Trust me I know because it’s happened plenty of times before in the past.

“It’s good. You can make me one,” I told her.

Rasheeda was the oldest sister, and we weren’t twins, but we might as well have been because we were close as hell.

If I could live in my sister’s skin, I probably would.

Our bond has always been like this. Don’t get me wrong, I was super close with all my sisters, but Rasheeda was the one that I could say I was closest with.

Because of that, our daughters were super close.

Ari, and Riot didn’t act like cousins. As close as they were, you would think that the two of them were sisters.

When Grim was killed, and then years later the same thing happened to my son, my sisters were there for me.

I mean, there for me in a way that kept me alive.

Grim’s death hit me hard, fucked me up to pieces, but when I lost my son, I started having thoughts of suicide, feeling like I could no longer live.

My daughter kept me here. I know for a fact that if I didn’t have Riot to still be here for, that I would have checked out after my son was murdered.

The front door opened, and although I was in the kitchen, I could just look over and see who it was.

Amir walked in first, and he was holding a couple of bags in his hands, and behind him was Riot, and Ari, and both of them had bags in their hands as well, coming with the items that I sent them to get me at the store.

It’s no telling the stops that they made along the way because they should have been here hours ago.

Amir came in, and he quickly sat the bags down, and he went right for his grandma.

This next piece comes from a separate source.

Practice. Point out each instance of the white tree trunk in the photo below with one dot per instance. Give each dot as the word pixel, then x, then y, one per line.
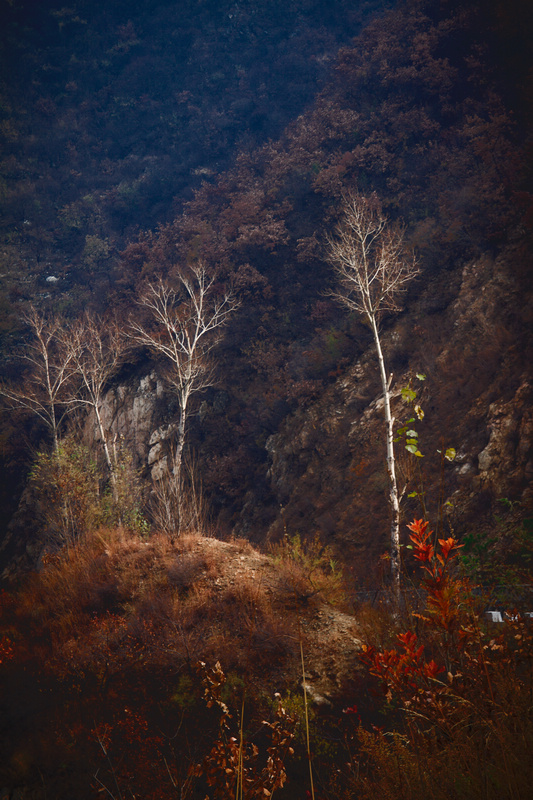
pixel 393 486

Rasheeda was his grandmother, and this boy didn’t play about her.

Even though Amir was six, it still felt weird knowing that my sister was a grandmother.

Nothing about Rasheeda gave off grandma vibes.

Her ass didn’t even want to be called that because Amir called her ‘ma’.

My sister stayed in the gym, so her body looked really nice.

She kept a mean outfit on, she was always in my salon chair getting her hair together, so she just gave off a younger woman, that was probably in her 30’s.

“I came with my bag ma. Ima spend the night with you. That’s cool?” Amir asked my sister, already coming over with his little plans.

He liked staying the night with his grandma because he knew that she was going to let him get away with whatever he wanted to at her house.

“That’s cool,” she said to him, lifting him up, so that she could plant kisses on his face.

He wanted to walk around, and act like he was so grown, but Amir loved all the ladies in the family and would soak up all the love and affection that we would give to him.